European supermarkets stop selling Brazil beef over deforestation links

An aerial view shows cattle on a deforested plot of the Amazon near Porto Velho, Rondonia State, Brazil August 14, 2020. REUTERS/Ueslei Marcelino

SAO PAULO/AMSTERDAM,  (Reuters) – Six European supermarket chains, including two owned by Dutch firm Ahold Delhaize and a Carrefour subsidiary, said yesterday they would stop selling some or all beef products from Brazil due to links with destruction of the Amazon rainforest.

The pledges ranged from supermarket chain Lidl Netherlands, which committed to stop selling all beef originating in South America starting in 2022, to more focused decisions to halt sales of certain corned beef or beef jerky products.

Many of the products affected are linked to the world’s largest meatpacker, JBS SA.

The boycotts are in response to an investigation by Brazilian publication Reporter Brasil that alleged JBS indirectly sourced cows from illegally deforested areas, in a scheme known as “cattle laundering.”

This occurs when cattle raised on an illegally deforested plot of land are sold to a legitimate farm before sale to a slaughterhouse, to hide its origin https://www.reuters.com/investigates/special-report/brazil-deforestation-cattle.

JBS told Reuters it has zero tolerance for illegal deforestation and has blocked more than 14,000 suppliers for failing to comply with its policies. The company said monitoring indirect suppliers – the ones before the final seller to the slaughterhouse – is a challenge for the entire sector, but that JBS will institute a system capable of doing so by 2025.

The Brazilian meatpacker said that Reporter Brasil’s research mentioned only five out of 77,000 direct JBS suppliers and that those suppliers met the company’s policies at the time of purchase.

Deforestation in Brazil’s Amazon, the world’s largest tropical rainforest, has soared since right-wing President Jair Bolsonaro took office in 2019 and rolled back environmental protections.

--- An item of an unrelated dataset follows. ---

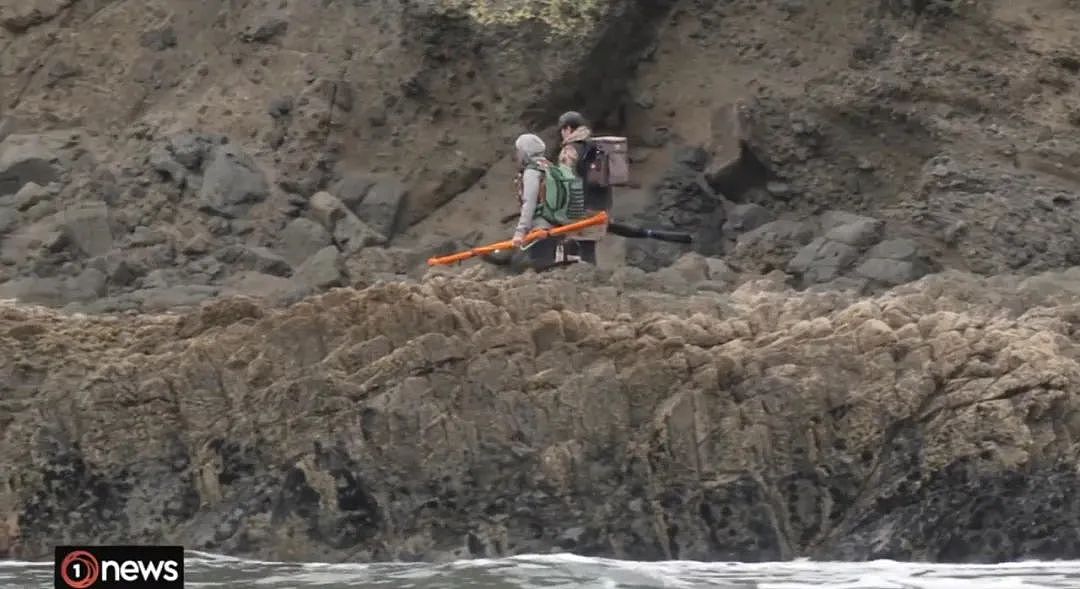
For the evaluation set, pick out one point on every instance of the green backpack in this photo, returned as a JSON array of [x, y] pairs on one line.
[[562, 193]]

He has said he aims for more farming and mining to lift the region out of poverty.

Deforestation hit a 15-year high in 2021 with an area larger than the U.S. state of Connecticut being cleared.

Most of the denuded land is used for cattle ranching.

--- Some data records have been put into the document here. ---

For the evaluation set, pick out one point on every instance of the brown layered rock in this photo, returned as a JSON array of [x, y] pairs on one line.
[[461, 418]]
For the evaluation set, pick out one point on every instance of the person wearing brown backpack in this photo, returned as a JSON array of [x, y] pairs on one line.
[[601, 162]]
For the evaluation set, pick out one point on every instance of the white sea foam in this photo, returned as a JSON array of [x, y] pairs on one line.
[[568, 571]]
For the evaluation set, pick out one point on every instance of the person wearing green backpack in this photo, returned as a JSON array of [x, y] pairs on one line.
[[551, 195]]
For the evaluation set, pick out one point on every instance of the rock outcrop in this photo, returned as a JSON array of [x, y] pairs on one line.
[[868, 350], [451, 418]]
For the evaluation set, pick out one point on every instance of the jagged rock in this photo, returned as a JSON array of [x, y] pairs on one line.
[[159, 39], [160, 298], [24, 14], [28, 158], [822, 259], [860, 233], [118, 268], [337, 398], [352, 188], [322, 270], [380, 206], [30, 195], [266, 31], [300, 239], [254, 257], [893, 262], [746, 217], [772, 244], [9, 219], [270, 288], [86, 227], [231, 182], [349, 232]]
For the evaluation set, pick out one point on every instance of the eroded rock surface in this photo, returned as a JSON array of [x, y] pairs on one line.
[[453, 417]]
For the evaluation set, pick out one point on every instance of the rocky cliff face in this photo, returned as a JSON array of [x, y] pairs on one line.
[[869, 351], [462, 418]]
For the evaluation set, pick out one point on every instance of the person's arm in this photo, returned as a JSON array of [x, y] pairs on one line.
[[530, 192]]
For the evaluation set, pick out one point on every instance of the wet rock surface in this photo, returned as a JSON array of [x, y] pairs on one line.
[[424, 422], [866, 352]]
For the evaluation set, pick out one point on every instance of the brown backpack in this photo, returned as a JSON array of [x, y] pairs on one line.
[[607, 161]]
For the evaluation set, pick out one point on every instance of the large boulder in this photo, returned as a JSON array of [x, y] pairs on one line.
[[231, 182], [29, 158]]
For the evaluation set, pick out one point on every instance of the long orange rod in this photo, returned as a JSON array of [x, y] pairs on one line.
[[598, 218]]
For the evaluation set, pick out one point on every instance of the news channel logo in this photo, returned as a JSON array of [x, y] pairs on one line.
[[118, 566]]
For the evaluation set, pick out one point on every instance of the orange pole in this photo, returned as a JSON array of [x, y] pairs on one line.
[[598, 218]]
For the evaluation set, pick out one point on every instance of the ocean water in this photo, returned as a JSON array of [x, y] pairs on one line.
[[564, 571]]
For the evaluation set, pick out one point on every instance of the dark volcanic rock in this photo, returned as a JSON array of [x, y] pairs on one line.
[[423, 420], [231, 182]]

Among other commitments, Ahold Delhaize’s subsidiary Albert Heijn, the largest supermarket chain in the Netherlands, will stop sourcing beef from Brazil entirely.

An Albert Heijn spokesperson told Reuters that the company currently sells only a handful of corned beef and beef jerky with Brazilian origins each week.

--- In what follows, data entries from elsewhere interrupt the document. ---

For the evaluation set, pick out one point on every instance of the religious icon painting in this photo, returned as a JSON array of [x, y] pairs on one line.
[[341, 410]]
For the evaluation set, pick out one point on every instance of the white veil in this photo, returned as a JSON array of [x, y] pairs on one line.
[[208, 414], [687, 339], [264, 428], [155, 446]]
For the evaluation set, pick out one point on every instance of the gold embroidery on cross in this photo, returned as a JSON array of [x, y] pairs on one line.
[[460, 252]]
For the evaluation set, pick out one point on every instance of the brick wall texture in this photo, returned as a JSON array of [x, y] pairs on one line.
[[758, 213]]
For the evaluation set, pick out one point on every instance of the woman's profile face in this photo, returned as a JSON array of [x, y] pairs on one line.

Auchan France will also remove beef jerky products linked to JBS from its shelves. Carrefour Belgium and Delhaize supermarkets will stop selling Jack Link’s brand beef jerky.

JBS and Jack Link’s have a joint venture that produces jerky. Jack Link’s did not respond to a request for comment.

J Sainsbury Plc’s Sainsbury’s UK will stop sourcing its store brand corned beef from Brazil, but said that 90% of its beef is already sourced from the Britain and Ireland.